1209390 - Use standard lz4 file format instead of the non-standard jsonlz4/mozlz4

Reporter

Description

•

9 years ago

User Agent: Mozilla/5.0 (X11; Ubuntu; Linux x86_64; rv:41.0) Gecko/20100101 Firefox/41.0 Build ID: 20150918100310 Steps to reproduce: Use Firefox. Actual results: Bookmark backup files (in "bookmarkbackups/") and other files (such as things in "crashes/") are lz4-compressed files, but they use a non-standard format. Result: Users cannot avail themselves of standard, commonly available tools to inspect these files, which contain *their* data. Instead they have to resort to Firefox-specific (or Mozilla-specific, same point) hacks to access their data. [1] [1] Such as using the Library GUI in Firefox to export bookmarks; or using Mozilla's lz4 interfaces through XPCOM. Expected results: Mozilla should use standard file formats. You promised to switch to a standard format, once one was defined [2]. One was defined a while ago [3]. Standard tools are available since some time [4]. Why are you still delaying? [2] https://dxr.mozilla.org/mozilla-central/source/toolkit/components/workerlz4/lz4.js#49 [3] https://github.com/Cyan4973/lz4/blob/master/lz4_Block_format.md https://github.com/Cyan4973/lz4/blob/master/lz4_Frame_format.md [4] For example: https://packages.debian.org/jessie/liblz4-tool

Boris Zbarsky [:bzbarsky]

Updated

•

9 years ago

Component: General → Places

Product: Core → Toolkit

vlakoff

Comment 1

•

9 years ago

lz4.js file has been moved to /toolkit/components/lz4/lz4.js [1] [1] http://mxr.mozilla.org/mozilla-central/source/toolkit/components/lz4/lz4.js

Avi Halachmi (:avih)

Updated

•

9 years ago

Blocks: 818587

Marco Bonardo [:mak]

Comment 2

•

9 years ago

Places will use a different format, when the platform (toolkit) will move to a different format. And I think it will be the same for all the consumers. So this is a more general Toolkit bug.

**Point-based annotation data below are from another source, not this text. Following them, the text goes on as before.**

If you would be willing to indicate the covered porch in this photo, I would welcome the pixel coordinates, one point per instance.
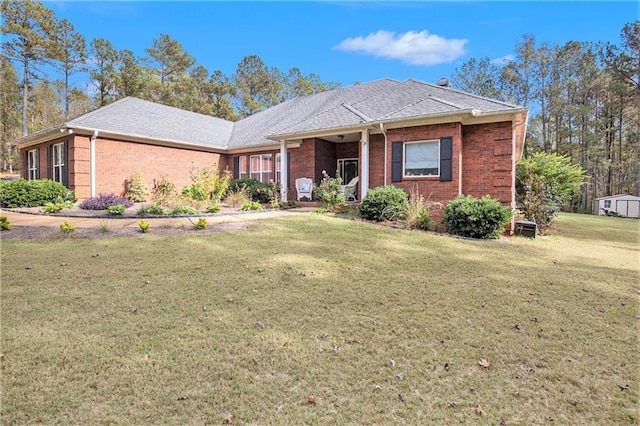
(345, 155)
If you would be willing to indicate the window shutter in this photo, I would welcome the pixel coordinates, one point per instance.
(65, 161)
(288, 170)
(49, 162)
(396, 161)
(37, 160)
(236, 167)
(446, 154)
(25, 166)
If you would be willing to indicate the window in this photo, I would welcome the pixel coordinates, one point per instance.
(347, 169)
(261, 167)
(278, 168)
(422, 158)
(32, 167)
(243, 167)
(58, 161)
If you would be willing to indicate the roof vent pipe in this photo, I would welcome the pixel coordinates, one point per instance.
(443, 82)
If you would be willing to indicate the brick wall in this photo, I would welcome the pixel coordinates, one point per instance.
(117, 160)
(487, 161)
(325, 159)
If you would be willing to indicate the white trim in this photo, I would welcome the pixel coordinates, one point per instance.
(92, 163)
(261, 172)
(364, 179)
(284, 170)
(32, 164)
(55, 165)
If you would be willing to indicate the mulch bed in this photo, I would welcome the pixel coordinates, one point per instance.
(38, 232)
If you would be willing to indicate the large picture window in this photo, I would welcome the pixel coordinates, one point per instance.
(58, 162)
(261, 167)
(243, 167)
(422, 158)
(32, 166)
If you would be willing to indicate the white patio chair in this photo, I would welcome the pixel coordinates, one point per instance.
(304, 187)
(349, 190)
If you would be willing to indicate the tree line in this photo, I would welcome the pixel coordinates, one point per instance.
(584, 97)
(41, 54)
(584, 101)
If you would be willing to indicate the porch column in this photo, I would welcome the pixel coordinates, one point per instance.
(364, 179)
(92, 164)
(284, 170)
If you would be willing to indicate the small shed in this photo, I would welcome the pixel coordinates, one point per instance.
(619, 205)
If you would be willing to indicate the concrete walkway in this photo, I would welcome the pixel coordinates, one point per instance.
(26, 219)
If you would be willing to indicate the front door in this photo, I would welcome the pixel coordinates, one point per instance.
(347, 169)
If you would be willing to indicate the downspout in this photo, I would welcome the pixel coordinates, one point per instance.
(284, 170)
(364, 182)
(92, 162)
(384, 132)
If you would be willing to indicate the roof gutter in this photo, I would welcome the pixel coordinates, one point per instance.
(443, 117)
(86, 131)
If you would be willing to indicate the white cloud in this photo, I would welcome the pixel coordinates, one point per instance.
(415, 48)
(504, 60)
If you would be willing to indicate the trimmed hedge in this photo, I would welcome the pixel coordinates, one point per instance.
(257, 190)
(473, 217)
(33, 193)
(103, 201)
(384, 203)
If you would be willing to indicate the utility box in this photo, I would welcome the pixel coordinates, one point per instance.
(526, 228)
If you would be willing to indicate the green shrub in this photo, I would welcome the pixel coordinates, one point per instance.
(544, 182)
(116, 210)
(56, 206)
(152, 210)
(208, 184)
(384, 203)
(201, 224)
(329, 192)
(163, 192)
(213, 208)
(5, 225)
(237, 197)
(104, 226)
(419, 211)
(476, 217)
(182, 210)
(33, 193)
(251, 205)
(256, 190)
(144, 226)
(67, 228)
(135, 188)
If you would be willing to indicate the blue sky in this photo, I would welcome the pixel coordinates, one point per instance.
(347, 41)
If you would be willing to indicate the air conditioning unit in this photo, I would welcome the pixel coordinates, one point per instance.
(525, 228)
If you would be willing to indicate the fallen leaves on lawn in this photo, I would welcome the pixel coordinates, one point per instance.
(484, 363)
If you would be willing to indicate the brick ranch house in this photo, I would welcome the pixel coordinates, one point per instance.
(386, 132)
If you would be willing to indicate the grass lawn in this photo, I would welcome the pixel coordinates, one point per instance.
(317, 320)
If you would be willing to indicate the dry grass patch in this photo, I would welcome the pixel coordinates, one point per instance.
(377, 325)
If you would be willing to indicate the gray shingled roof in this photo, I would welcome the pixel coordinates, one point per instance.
(378, 101)
(317, 111)
(136, 117)
(382, 100)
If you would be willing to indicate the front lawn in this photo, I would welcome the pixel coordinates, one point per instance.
(321, 320)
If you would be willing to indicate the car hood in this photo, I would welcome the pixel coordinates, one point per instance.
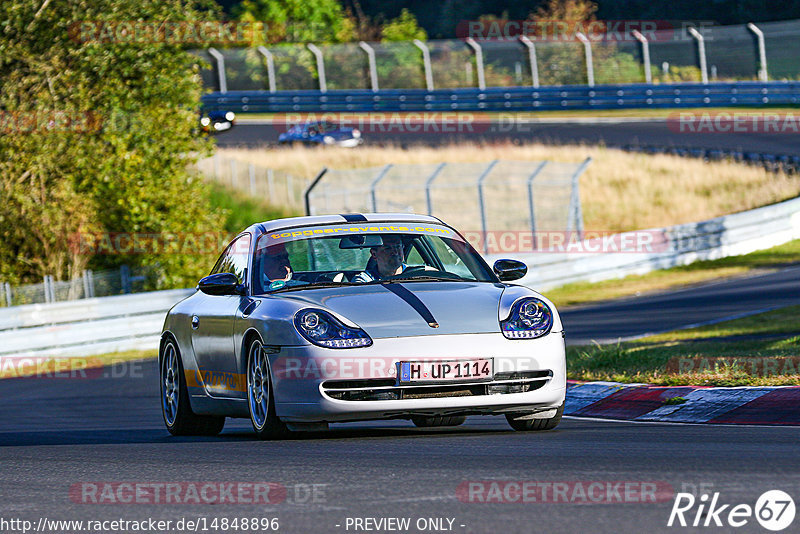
(402, 309)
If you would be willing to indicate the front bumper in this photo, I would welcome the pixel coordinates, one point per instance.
(302, 376)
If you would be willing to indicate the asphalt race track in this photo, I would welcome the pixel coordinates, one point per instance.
(611, 132)
(58, 434)
(661, 312)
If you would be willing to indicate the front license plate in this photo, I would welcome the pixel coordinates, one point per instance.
(446, 371)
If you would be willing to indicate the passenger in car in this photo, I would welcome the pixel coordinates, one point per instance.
(276, 269)
(386, 260)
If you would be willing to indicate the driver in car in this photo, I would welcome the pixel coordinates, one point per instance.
(276, 269)
(387, 260)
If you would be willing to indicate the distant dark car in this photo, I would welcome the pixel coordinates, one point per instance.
(322, 133)
(217, 121)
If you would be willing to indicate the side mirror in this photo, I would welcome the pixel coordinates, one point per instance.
(507, 270)
(221, 284)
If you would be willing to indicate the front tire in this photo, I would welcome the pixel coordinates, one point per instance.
(178, 415)
(438, 420)
(260, 401)
(536, 424)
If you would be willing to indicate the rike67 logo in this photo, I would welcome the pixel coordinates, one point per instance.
(774, 510)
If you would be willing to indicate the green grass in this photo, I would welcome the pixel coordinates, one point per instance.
(762, 349)
(701, 271)
(577, 113)
(243, 210)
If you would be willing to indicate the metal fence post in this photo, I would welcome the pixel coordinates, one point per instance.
(531, 211)
(252, 171)
(482, 204)
(428, 183)
(648, 76)
(587, 49)
(701, 52)
(271, 184)
(223, 80)
(426, 63)
(532, 59)
(763, 74)
(90, 282)
(270, 67)
(85, 284)
(478, 62)
(125, 278)
(49, 288)
(373, 69)
(323, 86)
(575, 220)
(374, 184)
(311, 186)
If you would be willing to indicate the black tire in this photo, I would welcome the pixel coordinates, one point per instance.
(438, 420)
(536, 424)
(260, 401)
(179, 418)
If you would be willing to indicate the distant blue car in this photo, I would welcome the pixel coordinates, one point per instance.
(217, 121)
(324, 133)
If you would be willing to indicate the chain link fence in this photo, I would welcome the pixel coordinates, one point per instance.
(90, 284)
(769, 50)
(274, 186)
(480, 199)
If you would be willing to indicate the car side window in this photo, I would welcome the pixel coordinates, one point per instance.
(234, 259)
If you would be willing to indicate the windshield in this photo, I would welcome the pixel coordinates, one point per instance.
(352, 255)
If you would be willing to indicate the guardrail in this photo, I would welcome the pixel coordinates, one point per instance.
(498, 99)
(88, 326)
(729, 235)
(128, 322)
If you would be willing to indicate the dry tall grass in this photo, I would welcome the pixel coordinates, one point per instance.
(620, 191)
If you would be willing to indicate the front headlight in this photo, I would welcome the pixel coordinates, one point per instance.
(323, 329)
(530, 318)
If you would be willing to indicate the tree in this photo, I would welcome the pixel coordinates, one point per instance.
(299, 21)
(99, 132)
(403, 28)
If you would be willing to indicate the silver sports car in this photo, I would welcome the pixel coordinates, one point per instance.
(335, 318)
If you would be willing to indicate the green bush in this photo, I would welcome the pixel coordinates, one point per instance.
(122, 164)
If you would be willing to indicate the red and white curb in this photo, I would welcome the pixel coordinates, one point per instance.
(684, 404)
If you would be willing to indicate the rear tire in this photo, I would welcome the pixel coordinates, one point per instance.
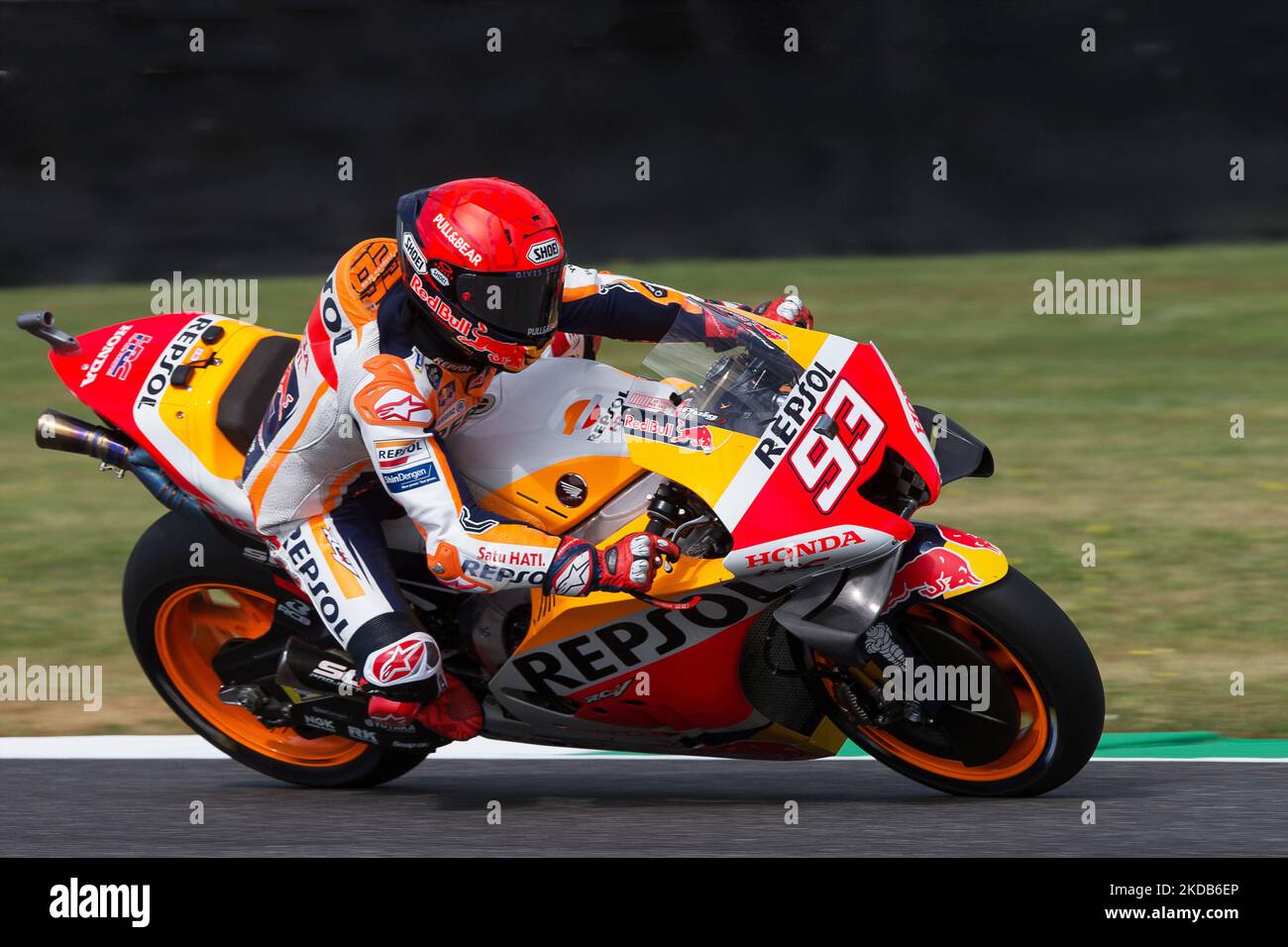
(175, 613)
(1059, 684)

Component: Places → General

Marco Bonardo [:mak]

Updated

•

9 years ago

Status: UNCONFIRMED → NEW

Ever confirmed: true

Marco Bonardo [:mak]

Comment 3

•

9 years ago

(In reply to Marco Bonardo [::mak] from comment #2) > Places will use a different format, when the platform (toolkit) will move to > a different format. To clarify, if the compressor starts creating files in the more widely supported format, and the decompressor can still support the old format (I don't see why not, since there's an header it can detect), it will be enough to fix the lz4 component in toolkit to automatically move all the consumers to the new format.

Avi Halachmi (:avih)

Comment 4

•

9 years ago

I've created an unofficial stand-alone decompressor for `.jsonlz4` files. The project with source code is hosted here: https://github.com/avih/dejsonlz4 . Initial v0.1 release can be found here https://github.com/avih/dejsonlz4/releases and includes a Windows executable `dejsonlz4.exe`. It should hopefully compile easily elsewhere too. Please take any discussions regarding this project to the project page on github.

Comment hidden (offtopic)

Avi Halachmi (:avih)

Comment 6

•

9 years ago

(In reply to Anthony Thyssen from comment #5) > Could you include in your source code "README.md" file ... (In reply to Avi Halachmi (:avih) from comment #4) > Please take any discussions regarding this project to the project page on github.

Comment hidden (offtopic)

Georg Fritzsche [:gfritzsche]

Comment 8

•

8 years ago

(In reply to S from comment #7) > (In reply to Avi Halachmi (:avih) from comment #6) > > (In reply to Avi Halachmi (:avih) from comment #4) > > > Please take any discussions regarding this project to the project page on github. > > Thanks for the piece of code to decompress. But do you have any idea to go > the other way and compress? Please take this to GitHub, this can't be answered here.

H.-Dirk Schmitt

Comment 9

•

8 years ago

The current obfuscation by changing the magic field in the lz4 compressed files doesn't provide any security enhancements. For advanced users it is now more complicated to "patch" or "synchronise" configuration files. So +1 for migrate to standard lz4 compressed or uncompressed files.

Marco Bonardo [:mak]

Comment 10

•

8 years ago

(In reply to H.-Dirk Schmitt from comment #9) > The current obfuscation by changing the magic field in the lz4 compressed > files doesn't provide any security enhancements. There is no obfuscation will, nor security enhancement here. At the time when lz4 was added there wasn't a standard format, thus a very simple header had been created in front of the payload. Now a standard exists, but nobody internally had the time to convert the encoder/decoder for it, nor anyone volunteered to do that yet.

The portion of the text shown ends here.